Not wanting to let Danny down, he takes a deep breath before answering Patty. “No. I was alternate. I did not compete.”
“But he’s gonna,” Danny jumps in. “Next time. He’s, like, so good, Patty. Look at this vault—”
“Oh, yeah, you showed me that,” Patty says after Danny passes over his phone. He watches the video anyway, though—it’s the Blanik Sasha did at the European Championships—and when it’s over, he nods appreciatively at Sasha. “Crazy, dude. Was that a perfect ten?”
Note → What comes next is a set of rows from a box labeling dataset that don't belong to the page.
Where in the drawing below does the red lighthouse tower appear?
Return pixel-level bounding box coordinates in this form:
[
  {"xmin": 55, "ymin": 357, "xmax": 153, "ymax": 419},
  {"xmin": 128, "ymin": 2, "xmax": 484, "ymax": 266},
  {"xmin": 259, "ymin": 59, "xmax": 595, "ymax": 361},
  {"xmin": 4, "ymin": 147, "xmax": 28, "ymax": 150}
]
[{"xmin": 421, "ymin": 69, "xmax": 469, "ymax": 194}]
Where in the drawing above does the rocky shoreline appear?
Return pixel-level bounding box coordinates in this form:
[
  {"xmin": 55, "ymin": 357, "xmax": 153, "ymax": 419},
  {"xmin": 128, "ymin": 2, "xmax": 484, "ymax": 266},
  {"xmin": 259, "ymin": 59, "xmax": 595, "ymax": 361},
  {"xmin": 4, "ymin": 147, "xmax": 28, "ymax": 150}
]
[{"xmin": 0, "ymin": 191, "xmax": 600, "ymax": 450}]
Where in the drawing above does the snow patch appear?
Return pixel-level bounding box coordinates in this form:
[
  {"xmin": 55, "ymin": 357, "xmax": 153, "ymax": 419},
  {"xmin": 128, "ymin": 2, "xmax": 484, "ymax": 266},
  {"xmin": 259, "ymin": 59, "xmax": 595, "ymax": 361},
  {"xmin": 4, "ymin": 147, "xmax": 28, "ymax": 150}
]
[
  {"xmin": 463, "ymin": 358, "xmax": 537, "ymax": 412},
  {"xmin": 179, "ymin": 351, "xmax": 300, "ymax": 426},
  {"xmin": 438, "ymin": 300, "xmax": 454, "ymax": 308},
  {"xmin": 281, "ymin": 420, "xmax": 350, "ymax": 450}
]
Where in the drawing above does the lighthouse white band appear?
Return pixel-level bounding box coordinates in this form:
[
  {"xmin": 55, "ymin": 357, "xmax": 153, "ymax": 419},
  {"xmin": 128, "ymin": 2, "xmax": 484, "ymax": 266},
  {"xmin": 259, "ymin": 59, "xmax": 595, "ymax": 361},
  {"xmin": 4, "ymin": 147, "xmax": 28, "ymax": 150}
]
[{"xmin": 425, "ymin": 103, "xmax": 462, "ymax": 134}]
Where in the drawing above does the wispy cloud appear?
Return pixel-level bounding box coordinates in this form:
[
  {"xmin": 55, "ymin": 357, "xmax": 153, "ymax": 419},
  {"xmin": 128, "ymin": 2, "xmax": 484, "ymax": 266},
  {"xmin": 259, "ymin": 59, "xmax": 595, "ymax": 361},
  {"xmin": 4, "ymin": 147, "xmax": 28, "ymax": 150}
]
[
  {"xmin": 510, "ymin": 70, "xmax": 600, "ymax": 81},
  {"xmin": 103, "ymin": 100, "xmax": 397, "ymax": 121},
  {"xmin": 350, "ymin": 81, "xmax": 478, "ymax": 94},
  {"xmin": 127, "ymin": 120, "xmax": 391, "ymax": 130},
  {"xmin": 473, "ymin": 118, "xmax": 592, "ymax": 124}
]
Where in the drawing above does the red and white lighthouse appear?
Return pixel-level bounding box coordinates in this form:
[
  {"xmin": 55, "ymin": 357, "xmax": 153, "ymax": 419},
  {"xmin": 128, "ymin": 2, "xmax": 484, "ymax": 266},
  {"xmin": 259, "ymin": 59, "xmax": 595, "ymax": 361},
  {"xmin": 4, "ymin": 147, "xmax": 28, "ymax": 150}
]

There are so many things wrong with that question—starting with the fact that Sasha had taken a small hop on the landing, so it should have been obvious that the vault wasn’t perfect—but Danny groans before he can reply.
“Patty, we don’t do perfect tens anymore, I told you.
The ten’s the execution, and then there’s the difficulty. The E score and the D score.”
“Oh, right.” Patty clearly doesn’t have a clue what Danny’s talking about. “You got a big D, Danny?”
“Yeah, the biggest D.”
“In your dreams, dude.”
“Your mom’s dreams, dude.”
Danny and Patty smirk at each other, and Sasha can’t shake the feeling that he’s on the other side of a concrete wall, trying to listen in.
He thought he knew Danny’s English, thought he’d learned his speech patterns by heart; but now that Danny’s with Patty, it’s like he’s speaking in a completely different dialect, one that Sasha doesn’t understand at all.
This feeling only intensifies as Danny’s friends start chatting about their summers.
It’s too many conversations at once—the girls’ and the guys’ and sometimes the whole group’s, everyone reminiscing about Patty’s “beer Olympics” before splintering off again, the girls back to their gossip, Scott and DJ or whoever going on about their grills, Patty telling Danny a long-winded story about his family’s camping trip—and Sasha can’t keep up.
He tries to participate, tries to think of things to say; but as soon as he comes up with a translation, Danny’s friends have already moved on to another subject.
When he finally manages to ask Patty what kind of dog he has, no one even hears him except Danny—and while Danny quickly gets Patty’s attention, Sasha’s too embarrassed to try again after that.
At least the others aren’t totally ignoring him.
Emily, the tall blonde, asks if he’s ever been to Saint Petersburg, and they chat about a trip she took there a couple years ago; Patty and Jess seem to be competing against each other for the “dumbest question about Russia” award (“Do you have seasons there? Like fall?”); and Danny keeps leaning over to explain backstories, inside jokes, and pop culture references, like he’s Sasha’s personal search engine.
Sasha appreciates their efforts, but after about an hour of this, his brain feels like his arm muscles after a parallel bars conditioning circuit, pushed to the absolute limits of his endurance. So as soon as Danny finishes telling him what the Harlem Shake is, Sasha asks where the bathrooms are.
Danny points out a blurry building in the distance. “I can go with you, if you want.”